Even seniors in the island republic worry when it comes to the slowdown of the economy and the rising cost of living.
Retiree Ahmad Hasnam, 74, is concerned that the expected higher inflation will deplete his savings.
‘’The prices of food and apparel are rising, and it is hard for me to do any more work, due to my age. I am glad for the economic packages and assistance from the Government, but it will not last long and the inflation will continue for some time,’’ he says.
Side hustles to make more money
The higher prices and economic uncertainty have prompted more young people like Ingmar Josephson to supplement their income.
The journalist with an online financial portal, who is in her 20s, works as a Grab driver on weekends and public holidays to supplement her income.
‘’Wages in Singapore have largely not kept up with inflation in the past five years. According to MOM, the median monthly salary of youths in Singapore has not caught up,” she says.
Adding, “The effects of Covid-19 were devastating on many people my age, who had graduated from university and were ready to join the workforce. Although Singapore is approaching an endemic situation, jobs are still not as plentiful and we have student loans and bills to pay and parents to look after.”
When journalist S.Y. Yap opted to retire at 60 in 2020, the bachelor had planned to do some volunteer work and live comfortably in Singapore for a few years on his savings, before spending his remaining years in Malaysia.

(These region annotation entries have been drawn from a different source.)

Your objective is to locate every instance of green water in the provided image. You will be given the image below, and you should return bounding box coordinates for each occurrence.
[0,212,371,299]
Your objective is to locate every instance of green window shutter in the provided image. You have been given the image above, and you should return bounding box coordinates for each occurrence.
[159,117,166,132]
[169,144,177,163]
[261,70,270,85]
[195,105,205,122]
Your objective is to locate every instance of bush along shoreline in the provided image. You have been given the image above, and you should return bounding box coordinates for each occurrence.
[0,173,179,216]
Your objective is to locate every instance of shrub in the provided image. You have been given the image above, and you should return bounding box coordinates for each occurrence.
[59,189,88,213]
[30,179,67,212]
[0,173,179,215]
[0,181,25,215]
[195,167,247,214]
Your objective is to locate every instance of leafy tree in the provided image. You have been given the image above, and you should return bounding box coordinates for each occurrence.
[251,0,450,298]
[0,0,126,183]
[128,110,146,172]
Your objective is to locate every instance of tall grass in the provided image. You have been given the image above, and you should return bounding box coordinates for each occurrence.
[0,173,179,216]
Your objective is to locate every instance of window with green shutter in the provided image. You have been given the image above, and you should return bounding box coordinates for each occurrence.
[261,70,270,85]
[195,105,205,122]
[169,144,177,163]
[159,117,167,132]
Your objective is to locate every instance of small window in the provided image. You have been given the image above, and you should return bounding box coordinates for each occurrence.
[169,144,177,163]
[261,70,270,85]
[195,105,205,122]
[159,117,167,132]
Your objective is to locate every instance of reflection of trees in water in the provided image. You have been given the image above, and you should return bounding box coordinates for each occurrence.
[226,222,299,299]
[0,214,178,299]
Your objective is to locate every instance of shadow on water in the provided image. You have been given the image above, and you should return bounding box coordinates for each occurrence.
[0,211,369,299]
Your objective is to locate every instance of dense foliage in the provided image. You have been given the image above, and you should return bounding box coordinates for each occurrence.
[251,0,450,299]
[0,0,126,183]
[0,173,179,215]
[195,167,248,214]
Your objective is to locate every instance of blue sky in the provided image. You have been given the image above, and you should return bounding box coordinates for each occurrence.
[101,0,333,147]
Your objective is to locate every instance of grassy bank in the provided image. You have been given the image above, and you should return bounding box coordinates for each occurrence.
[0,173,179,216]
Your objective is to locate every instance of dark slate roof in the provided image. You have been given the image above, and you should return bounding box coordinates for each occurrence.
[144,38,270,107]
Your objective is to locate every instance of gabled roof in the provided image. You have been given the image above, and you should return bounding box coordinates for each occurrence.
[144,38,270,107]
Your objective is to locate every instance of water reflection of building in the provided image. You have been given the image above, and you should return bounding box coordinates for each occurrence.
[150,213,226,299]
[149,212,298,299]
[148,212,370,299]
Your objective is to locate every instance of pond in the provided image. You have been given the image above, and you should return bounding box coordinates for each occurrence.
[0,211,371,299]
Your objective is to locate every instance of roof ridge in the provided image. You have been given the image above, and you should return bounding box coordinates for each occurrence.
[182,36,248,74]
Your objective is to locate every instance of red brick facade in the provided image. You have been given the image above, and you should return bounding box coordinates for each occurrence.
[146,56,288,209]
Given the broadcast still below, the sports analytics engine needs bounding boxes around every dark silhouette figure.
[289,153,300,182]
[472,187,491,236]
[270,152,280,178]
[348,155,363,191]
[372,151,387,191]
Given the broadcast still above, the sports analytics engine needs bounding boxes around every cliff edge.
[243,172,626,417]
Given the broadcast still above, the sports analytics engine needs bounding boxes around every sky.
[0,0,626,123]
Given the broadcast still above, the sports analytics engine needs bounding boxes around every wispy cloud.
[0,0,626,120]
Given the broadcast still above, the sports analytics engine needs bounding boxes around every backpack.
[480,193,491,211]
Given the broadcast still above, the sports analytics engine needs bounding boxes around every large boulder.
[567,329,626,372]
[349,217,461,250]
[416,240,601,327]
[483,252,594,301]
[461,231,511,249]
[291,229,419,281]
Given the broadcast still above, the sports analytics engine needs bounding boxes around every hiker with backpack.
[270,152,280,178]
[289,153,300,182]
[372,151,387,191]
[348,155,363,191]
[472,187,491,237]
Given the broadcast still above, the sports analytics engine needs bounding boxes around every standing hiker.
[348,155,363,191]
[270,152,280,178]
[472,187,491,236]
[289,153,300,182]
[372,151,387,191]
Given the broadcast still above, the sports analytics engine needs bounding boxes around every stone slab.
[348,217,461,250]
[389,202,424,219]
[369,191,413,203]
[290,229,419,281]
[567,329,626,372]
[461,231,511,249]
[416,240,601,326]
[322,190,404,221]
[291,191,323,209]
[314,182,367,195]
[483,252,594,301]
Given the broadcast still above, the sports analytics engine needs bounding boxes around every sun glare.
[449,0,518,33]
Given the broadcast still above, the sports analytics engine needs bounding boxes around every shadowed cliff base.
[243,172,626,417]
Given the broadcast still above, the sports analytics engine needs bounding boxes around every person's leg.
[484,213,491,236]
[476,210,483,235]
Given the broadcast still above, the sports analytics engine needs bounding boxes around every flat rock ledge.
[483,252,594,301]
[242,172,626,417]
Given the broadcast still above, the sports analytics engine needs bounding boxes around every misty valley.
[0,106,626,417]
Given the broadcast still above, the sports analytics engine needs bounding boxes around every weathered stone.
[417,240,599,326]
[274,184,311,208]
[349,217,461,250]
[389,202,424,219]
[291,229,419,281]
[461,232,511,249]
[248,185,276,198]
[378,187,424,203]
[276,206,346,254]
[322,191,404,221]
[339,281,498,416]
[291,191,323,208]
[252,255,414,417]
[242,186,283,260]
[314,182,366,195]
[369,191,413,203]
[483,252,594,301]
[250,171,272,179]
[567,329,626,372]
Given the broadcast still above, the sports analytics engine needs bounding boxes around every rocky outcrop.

But the pandemic, together with the uncertain global outlook, threw a spanner in the works, forcing him to put these plans on hold. Mr Yap, who lives alone in a studio apartment in Katong, now provides media training and consultancy services to boost his income.
‘’I still plan to move to Malaysia and spend the rest of my life there. But I need to build my nest egg first or inflation and rising prices will wipe out my savings,’’ he says.
When the economic recessions hit Singapore in the 1980s, Mr Yap was fortunate to just have a salary freeze, while his colleagues were retrenched.
That recession did not last so long.
“The current economic malaise seems to be taking a long time and I have dependents to care for, so an additional source of revenue is needed now,’’ he adds.
Hope amid uncertainty
Both Ms Karimah and Mr Bellido believe they can weather the current economic storm in the next three to five years.
While Mr Bellido has plans to study to upgrade his skills, get married and start a family, Ms Karimah is staying put in the healthcare industry.
She says the healthcare sector is doing all it can to attract and retain nurses in the workforce, and she is staying to do her part and looking forward to a career enhancement.